Piove sul bagnato in casa Liverpool. Dopo tre sconfitte nelle ultime quattro partite, i ‘Reds' devono anche fare i conti con l'infortunio di Alisson. Il portiere brasiliano, già escluso per precauzione in occasione della sfida di Coppa d'Inghilterra contro il Chelsea, soffre infatti per una botta all'anca e non sarà disponibile per la prossima giornata di Premier League (con il Bournemouth) e per la decisiva partita di ritorno di Champions League contro l'Atletico Madrid: in programma ad Anfield il prossimo mercoledì 11 marzo.

"Durante l'allenamento prima della partita col Chelsea ha avuto un piccolo incidente – ha spiegato Klopp in conferenza stampa – Pensavamo non fosse nulla e comunque in coppa non avrebbe giocato e sarebbe andato in panchina. Poi abbiamo pensato che non valesse la pena correre rischi e l'abbiamo lasciato a casa, ha svolto degli esami e dalle lastre è uscito qualcosa nella regione del fianco. Chiunque potrebbe lavorare con un problema del genere, ma per un portiere professionista è una situazione leggermente differente. Ne riparleremo la prossima settimana".

Il secondo infortunio della stagione per Alisson

Dopo il problema al polpaccio dello scorso agosto, che lo ha costretto a rimanere in infermeria e perdere ben undici partite, Alisson è dunque alle prese con un nuovo infortunio che rischia di mandare in fumo tutti piani di Jurgen Klopp: già in ansia per le condizioni del capitano Jordan Henderson, anche lui a rischio per la partita di Champions contro gli spagnoli.
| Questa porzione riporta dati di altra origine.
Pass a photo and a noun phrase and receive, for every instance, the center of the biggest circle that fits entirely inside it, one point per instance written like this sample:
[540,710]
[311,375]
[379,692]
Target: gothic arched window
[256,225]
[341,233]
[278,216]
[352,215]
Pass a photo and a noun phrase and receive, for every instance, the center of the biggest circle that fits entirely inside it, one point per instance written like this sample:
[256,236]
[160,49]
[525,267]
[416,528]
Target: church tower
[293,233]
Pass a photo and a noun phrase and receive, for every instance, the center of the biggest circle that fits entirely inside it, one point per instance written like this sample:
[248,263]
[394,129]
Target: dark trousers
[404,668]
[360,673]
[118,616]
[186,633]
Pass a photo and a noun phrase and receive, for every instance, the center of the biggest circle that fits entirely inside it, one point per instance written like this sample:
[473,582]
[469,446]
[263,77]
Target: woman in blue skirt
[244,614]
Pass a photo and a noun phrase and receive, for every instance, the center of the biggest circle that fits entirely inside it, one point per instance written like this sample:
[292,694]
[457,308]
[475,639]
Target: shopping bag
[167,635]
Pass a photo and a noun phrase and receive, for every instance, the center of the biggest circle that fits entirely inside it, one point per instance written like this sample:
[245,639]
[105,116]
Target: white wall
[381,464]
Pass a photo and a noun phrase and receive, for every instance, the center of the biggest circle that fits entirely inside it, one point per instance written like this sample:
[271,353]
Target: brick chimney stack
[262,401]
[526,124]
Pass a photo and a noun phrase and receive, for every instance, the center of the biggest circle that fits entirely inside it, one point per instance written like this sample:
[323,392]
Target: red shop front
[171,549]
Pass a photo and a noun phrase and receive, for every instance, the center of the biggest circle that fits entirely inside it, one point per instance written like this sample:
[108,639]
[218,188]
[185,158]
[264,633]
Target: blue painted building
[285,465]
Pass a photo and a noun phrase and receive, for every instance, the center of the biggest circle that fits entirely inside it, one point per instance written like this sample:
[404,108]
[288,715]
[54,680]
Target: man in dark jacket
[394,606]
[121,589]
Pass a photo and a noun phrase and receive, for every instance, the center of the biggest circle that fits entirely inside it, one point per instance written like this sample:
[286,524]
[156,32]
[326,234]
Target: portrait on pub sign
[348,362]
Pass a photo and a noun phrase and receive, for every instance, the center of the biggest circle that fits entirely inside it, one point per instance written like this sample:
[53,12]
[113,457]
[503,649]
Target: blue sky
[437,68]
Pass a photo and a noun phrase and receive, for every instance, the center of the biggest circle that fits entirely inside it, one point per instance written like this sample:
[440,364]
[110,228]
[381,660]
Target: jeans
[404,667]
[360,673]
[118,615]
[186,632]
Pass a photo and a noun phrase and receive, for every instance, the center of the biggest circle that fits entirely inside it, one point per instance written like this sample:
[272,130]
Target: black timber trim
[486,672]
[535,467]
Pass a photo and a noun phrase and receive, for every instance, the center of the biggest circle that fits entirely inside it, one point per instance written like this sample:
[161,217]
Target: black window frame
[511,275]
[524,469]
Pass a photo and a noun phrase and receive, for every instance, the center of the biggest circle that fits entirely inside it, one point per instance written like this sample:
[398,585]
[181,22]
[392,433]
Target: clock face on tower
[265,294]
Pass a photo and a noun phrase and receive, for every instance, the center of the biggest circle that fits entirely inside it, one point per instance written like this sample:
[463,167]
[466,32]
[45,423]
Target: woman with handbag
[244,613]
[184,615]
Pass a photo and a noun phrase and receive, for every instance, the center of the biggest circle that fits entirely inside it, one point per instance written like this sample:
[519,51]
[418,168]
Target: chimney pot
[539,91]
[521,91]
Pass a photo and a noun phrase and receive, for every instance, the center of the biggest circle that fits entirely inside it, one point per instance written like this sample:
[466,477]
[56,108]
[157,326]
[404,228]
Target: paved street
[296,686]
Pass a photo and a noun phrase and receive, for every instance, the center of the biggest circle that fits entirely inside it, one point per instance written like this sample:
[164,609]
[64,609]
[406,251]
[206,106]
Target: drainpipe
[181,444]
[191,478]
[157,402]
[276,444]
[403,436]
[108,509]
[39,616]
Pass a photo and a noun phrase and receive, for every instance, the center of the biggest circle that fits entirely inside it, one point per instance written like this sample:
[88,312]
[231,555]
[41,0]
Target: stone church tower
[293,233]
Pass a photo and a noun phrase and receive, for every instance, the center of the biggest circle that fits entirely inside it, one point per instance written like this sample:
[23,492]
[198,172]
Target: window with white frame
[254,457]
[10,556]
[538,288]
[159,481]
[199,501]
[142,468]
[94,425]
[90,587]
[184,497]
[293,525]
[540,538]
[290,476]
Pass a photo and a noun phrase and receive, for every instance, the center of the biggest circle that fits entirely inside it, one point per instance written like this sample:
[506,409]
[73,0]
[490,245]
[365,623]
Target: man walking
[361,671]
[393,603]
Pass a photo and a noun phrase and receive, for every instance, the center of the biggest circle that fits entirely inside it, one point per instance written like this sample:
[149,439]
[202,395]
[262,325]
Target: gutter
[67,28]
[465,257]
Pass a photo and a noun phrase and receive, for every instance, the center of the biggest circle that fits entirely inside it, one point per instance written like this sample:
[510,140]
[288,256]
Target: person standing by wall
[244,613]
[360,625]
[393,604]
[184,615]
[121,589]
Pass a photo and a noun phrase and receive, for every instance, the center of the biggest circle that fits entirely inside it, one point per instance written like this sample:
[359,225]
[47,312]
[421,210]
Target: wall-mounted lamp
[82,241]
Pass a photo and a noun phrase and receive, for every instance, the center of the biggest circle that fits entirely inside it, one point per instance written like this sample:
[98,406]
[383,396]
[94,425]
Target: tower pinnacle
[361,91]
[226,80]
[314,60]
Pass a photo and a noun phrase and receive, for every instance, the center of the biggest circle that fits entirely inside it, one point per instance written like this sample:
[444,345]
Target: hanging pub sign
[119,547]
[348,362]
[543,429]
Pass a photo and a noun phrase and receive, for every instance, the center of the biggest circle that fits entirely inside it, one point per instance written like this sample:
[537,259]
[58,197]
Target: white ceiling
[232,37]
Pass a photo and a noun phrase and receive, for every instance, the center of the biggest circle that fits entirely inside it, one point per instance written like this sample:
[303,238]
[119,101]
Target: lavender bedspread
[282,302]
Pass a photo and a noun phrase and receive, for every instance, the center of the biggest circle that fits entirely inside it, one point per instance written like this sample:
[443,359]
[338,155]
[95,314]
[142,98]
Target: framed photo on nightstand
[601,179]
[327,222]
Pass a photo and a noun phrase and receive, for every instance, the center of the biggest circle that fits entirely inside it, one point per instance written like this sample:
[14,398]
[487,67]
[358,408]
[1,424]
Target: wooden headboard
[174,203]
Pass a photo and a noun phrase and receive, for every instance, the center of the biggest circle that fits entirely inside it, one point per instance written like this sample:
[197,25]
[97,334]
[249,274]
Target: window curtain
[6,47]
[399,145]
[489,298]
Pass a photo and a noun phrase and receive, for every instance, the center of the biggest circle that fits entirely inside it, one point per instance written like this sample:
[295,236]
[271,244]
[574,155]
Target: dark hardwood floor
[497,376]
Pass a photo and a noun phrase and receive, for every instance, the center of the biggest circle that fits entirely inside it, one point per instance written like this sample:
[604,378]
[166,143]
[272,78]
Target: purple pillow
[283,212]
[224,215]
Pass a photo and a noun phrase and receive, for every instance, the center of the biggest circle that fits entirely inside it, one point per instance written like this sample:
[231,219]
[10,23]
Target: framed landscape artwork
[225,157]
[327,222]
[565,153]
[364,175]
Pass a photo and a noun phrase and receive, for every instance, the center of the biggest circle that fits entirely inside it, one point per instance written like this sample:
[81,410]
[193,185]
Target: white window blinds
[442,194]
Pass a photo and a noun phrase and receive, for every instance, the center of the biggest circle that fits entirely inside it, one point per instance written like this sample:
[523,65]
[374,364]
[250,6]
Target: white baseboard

Alla domanda se sarà possibile rivedere Alisson nel derby del Merseyside contro l'Everton (in calendario lunedì 16 marzo), Jurgen Klopp non ha saputo rispondere con precisione: "Non voglio dire di no, ma non so se sarà disponibile. Al momento è out per la prossima settimana. Direi che dopo la pausa internazionale potrebbe tornare al 100%. È chiaro che se riusciamo a farlo rientrare prima è meglio".